Her dissertation, “Goodbye, Shanghai!: The Emigration of European Jewish Families, 1945-1951”, examines the transnational conversations among American, Canadian, and Australian Jewish organizations concerning the emigration of 15,000 Central European Jewish refugees from Shanghai between 1945 and 1951. It grapples with post-Holocaust and Nazism issues of Jewish ethnicity and “ex-enemy” citizenship within frameworks of United Nations’ aid policies and various immigration laws. By exploring the process, the dissertation sheds light on long-term consequences of failed international efforts to rescue German and Austrian Jewry from state-sponsored racial persecution including the Evian Conference of 1938. Simultaneously, and more relevant to the present, it showcases tensions among refugees, humanitarian organizations and the Western powers over repatriation when it becomes the last available option.

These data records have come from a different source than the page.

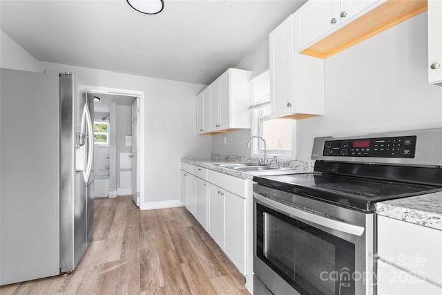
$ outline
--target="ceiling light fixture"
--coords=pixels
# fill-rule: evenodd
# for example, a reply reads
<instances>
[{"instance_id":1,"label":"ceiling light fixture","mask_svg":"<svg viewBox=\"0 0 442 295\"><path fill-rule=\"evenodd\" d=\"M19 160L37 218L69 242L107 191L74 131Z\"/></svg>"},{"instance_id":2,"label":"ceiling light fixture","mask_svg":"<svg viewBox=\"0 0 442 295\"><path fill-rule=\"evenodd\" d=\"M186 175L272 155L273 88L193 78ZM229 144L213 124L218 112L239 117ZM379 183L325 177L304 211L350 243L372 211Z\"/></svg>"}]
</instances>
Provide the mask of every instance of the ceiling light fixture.
<instances>
[{"instance_id":1,"label":"ceiling light fixture","mask_svg":"<svg viewBox=\"0 0 442 295\"><path fill-rule=\"evenodd\" d=\"M146 15L156 15L164 8L163 0L126 0L131 7Z\"/></svg>"}]
</instances>

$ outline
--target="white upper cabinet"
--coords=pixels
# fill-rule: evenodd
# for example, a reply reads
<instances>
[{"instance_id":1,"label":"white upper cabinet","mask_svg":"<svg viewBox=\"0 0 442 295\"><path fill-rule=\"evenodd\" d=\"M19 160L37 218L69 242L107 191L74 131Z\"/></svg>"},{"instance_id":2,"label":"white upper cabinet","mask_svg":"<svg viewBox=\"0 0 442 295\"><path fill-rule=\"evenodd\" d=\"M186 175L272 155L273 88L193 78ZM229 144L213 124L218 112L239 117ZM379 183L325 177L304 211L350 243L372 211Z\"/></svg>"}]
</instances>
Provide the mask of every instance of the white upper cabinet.
<instances>
[{"instance_id":1,"label":"white upper cabinet","mask_svg":"<svg viewBox=\"0 0 442 295\"><path fill-rule=\"evenodd\" d=\"M216 130L220 126L220 78L210 85L210 130Z\"/></svg>"},{"instance_id":2,"label":"white upper cabinet","mask_svg":"<svg viewBox=\"0 0 442 295\"><path fill-rule=\"evenodd\" d=\"M269 37L272 117L302 119L324 113L324 60L295 53L296 18L296 13L289 17Z\"/></svg>"},{"instance_id":3,"label":"white upper cabinet","mask_svg":"<svg viewBox=\"0 0 442 295\"><path fill-rule=\"evenodd\" d=\"M298 12L297 52L386 0L309 0Z\"/></svg>"},{"instance_id":4,"label":"white upper cabinet","mask_svg":"<svg viewBox=\"0 0 442 295\"><path fill-rule=\"evenodd\" d=\"M442 86L442 1L428 1L428 82Z\"/></svg>"},{"instance_id":5,"label":"white upper cabinet","mask_svg":"<svg viewBox=\"0 0 442 295\"><path fill-rule=\"evenodd\" d=\"M295 50L312 44L340 23L338 0L309 0L298 10Z\"/></svg>"},{"instance_id":6,"label":"white upper cabinet","mask_svg":"<svg viewBox=\"0 0 442 295\"><path fill-rule=\"evenodd\" d=\"M202 134L209 132L211 124L211 89L206 88L196 97L196 131Z\"/></svg>"},{"instance_id":7,"label":"white upper cabinet","mask_svg":"<svg viewBox=\"0 0 442 295\"><path fill-rule=\"evenodd\" d=\"M432 1L440 2L428 2ZM309 0L296 11L295 51L327 58L426 11L427 3L426 0Z\"/></svg>"},{"instance_id":8,"label":"white upper cabinet","mask_svg":"<svg viewBox=\"0 0 442 295\"><path fill-rule=\"evenodd\" d=\"M234 81L231 83L232 75L233 75L233 79ZM242 77L236 77L236 75L242 75ZM245 111L245 104L248 104L250 99L249 79L251 75L251 73L247 70L238 72L236 69L231 69L231 70L227 70L218 79L220 97L220 104L218 105L218 109L220 111L220 121L218 122L219 130L229 129L231 127L231 118L232 115L233 120L238 120L238 118L241 117L242 115L245 115L246 117L250 117L250 112L248 108L247 111ZM232 96L231 95L232 87L241 89L233 89L233 96ZM242 98L241 98L241 97L242 97ZM236 102L236 106L233 106L233 108L231 107L231 106L232 106L232 99ZM240 106L239 107L237 106L238 105ZM238 127L236 128L250 128L250 120L247 122L234 122L232 126L237 126ZM240 126L242 126L242 127L240 127Z\"/></svg>"},{"instance_id":9,"label":"white upper cabinet","mask_svg":"<svg viewBox=\"0 0 442 295\"><path fill-rule=\"evenodd\" d=\"M251 76L249 70L229 68L197 96L197 122L200 122L202 117L202 120L207 123L206 128L198 128L199 134L250 128L249 80ZM207 93L203 95L204 103L206 96L210 98L209 104L203 106L202 113L198 102L204 93Z\"/></svg>"}]
</instances>

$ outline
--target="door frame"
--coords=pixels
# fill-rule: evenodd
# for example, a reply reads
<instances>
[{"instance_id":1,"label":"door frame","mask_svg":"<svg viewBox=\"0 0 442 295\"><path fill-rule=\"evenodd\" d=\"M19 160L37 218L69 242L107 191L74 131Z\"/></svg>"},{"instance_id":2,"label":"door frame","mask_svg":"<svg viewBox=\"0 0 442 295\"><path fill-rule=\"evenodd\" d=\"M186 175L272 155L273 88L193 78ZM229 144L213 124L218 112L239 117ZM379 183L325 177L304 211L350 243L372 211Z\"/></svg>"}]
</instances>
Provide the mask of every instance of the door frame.
<instances>
[{"instance_id":1,"label":"door frame","mask_svg":"<svg viewBox=\"0 0 442 295\"><path fill-rule=\"evenodd\" d=\"M139 208L141 204L144 202L144 146L146 138L144 136L144 92L128 89L114 88L110 87L102 87L88 85L86 86L86 92L94 94L111 94L122 96L133 96L139 98L140 112L138 113L138 155L137 159L137 191L140 195L138 199Z\"/></svg>"}]
</instances>

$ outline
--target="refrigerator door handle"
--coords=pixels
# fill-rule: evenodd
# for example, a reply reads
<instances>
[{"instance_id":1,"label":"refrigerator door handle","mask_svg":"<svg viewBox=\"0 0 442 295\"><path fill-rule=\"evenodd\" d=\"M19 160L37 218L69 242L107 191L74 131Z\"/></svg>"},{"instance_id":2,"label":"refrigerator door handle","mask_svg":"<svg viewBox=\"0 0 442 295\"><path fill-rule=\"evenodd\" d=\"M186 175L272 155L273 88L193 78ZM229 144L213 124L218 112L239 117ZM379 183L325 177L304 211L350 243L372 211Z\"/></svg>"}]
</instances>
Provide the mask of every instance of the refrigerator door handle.
<instances>
[{"instance_id":1,"label":"refrigerator door handle","mask_svg":"<svg viewBox=\"0 0 442 295\"><path fill-rule=\"evenodd\" d=\"M90 169L92 169L92 158L94 153L94 137L93 137L93 122L92 122L92 119L90 117L90 113L89 112L89 108L88 107L88 104L86 103L84 106L86 111L86 128L88 129L88 162L86 163L86 173L84 177L84 181L86 183L88 183L89 180L89 175L90 174Z\"/></svg>"}]
</instances>

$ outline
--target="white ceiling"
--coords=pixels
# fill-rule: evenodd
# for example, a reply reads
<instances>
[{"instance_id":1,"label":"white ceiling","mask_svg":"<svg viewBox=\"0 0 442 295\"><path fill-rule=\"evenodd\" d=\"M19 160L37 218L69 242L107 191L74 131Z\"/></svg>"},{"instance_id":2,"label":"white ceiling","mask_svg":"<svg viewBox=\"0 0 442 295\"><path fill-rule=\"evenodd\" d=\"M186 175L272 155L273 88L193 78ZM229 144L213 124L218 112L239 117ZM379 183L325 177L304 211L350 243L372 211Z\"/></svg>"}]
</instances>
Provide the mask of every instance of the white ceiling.
<instances>
[{"instance_id":1,"label":"white ceiling","mask_svg":"<svg viewBox=\"0 0 442 295\"><path fill-rule=\"evenodd\" d=\"M39 61L208 84L306 0L0 1L0 28Z\"/></svg>"}]
</instances>

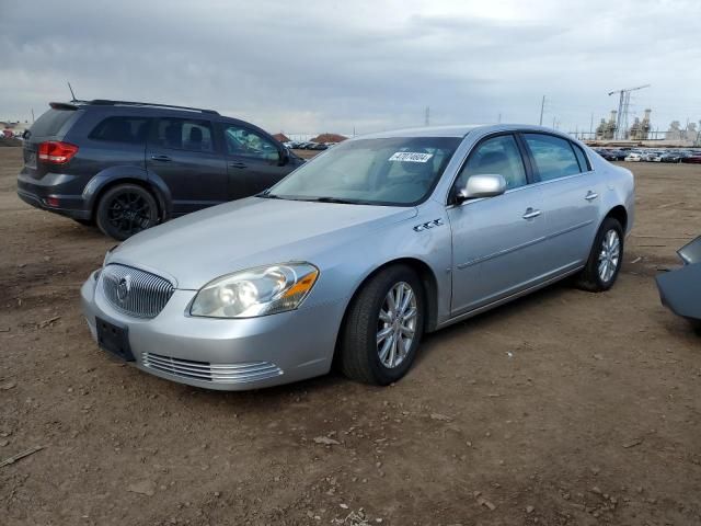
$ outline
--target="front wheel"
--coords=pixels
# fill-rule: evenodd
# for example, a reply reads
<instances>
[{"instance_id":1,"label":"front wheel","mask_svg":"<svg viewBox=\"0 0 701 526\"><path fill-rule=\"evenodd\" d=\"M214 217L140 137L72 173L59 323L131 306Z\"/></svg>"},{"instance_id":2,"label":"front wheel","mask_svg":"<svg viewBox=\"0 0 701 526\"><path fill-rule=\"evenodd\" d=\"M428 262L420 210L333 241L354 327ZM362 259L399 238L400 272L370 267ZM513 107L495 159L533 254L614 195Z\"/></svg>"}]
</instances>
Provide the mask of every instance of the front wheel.
<instances>
[{"instance_id":1,"label":"front wheel","mask_svg":"<svg viewBox=\"0 0 701 526\"><path fill-rule=\"evenodd\" d=\"M104 235L124 241L158 222L158 205L148 190L118 184L100 198L95 219Z\"/></svg>"},{"instance_id":2,"label":"front wheel","mask_svg":"<svg viewBox=\"0 0 701 526\"><path fill-rule=\"evenodd\" d=\"M423 335L424 290L409 266L384 268L348 307L340 345L344 375L386 386L402 378Z\"/></svg>"},{"instance_id":3,"label":"front wheel","mask_svg":"<svg viewBox=\"0 0 701 526\"><path fill-rule=\"evenodd\" d=\"M587 265L577 276L577 286L593 293L608 290L616 283L623 263L623 228L607 217L594 240Z\"/></svg>"}]
</instances>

Her research has been funded by numerous agencies such as Social Sciences Research Council, Studienstiftung des Deutschen Volkes, Leo Baeck Institute, Hadassah-Brandeis Institute, the Holocaust Educational Foundation of Northwestern University, DAAD, and the Mershon Center for International Security Studies among others.
Halpern is particularly interested in identity politics in the context of forced migrations, humanitarianism, and the family. While focusing on 20th century German and Jewish history, she looks at other times and places for comparative perspectives especially the current refugee crisis in Europe.
Outside of her work, she enjoys running long-distance, visiting museums (especially natural history and planetariums!) and parks, and traveling the world.